Notice where your tension is and invite it to dissolve and release. Don’t force, just maintain a passive focus. Once you become practiced in this physical letting go, you can start to apply it to other areas of your life. 


What you put into the world comes back to you with powerful lessons. If you’re running around trying to make everyone happy and suddenly you get sick, break a bone or, you know, a worldwide pandemic hits – listen – maybe it’s a sign to slow down. 


You know that it’s not all about you – there’s no man in the sky curating your perfect life. But as a cog in the machine that is our world, mother nature is on your side – she wants you to be healthy and well.
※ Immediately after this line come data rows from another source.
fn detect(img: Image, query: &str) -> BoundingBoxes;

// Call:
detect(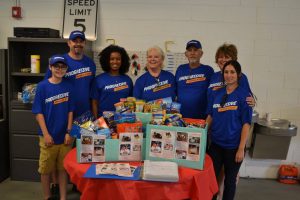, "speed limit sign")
[63,0,98,41]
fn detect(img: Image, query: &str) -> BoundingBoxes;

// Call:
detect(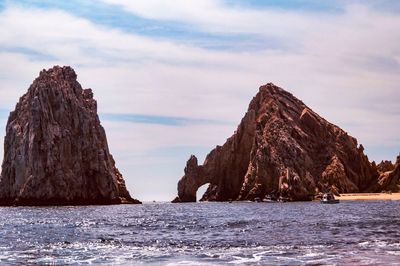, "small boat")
[321,193,339,204]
Trust the path that feels easy (or easier!), natural and right. 

Connect with nature

Recognise that you are part of something greater. Spend quiet, quality time in nature and notice your sensitivity enhancing and evolving, allowing you to listen and accept more fully. 

Notice where you’re forcing

Are there areas of your life where you feel like you’re constantly pushing and struggling? If things continually go wrong or feel strained, it might be time to change course. 

In the end, my arts degree led me to a career in yoga teaching and freelance writing. Work rarely feels like work because I love it. Sometimes the writing work slows down and I focus a little more on yoga, and vice versa. But I never put my head in my hands and worry about work or money, because I know they always come. In my personal life I sometimes must let go of things that aren’t going well too, and although that can be hard, it usually leads to greater health and happiness. Mostly, I trust that the universe is always pointing me in the right direction – and so far, it’s going pretty well.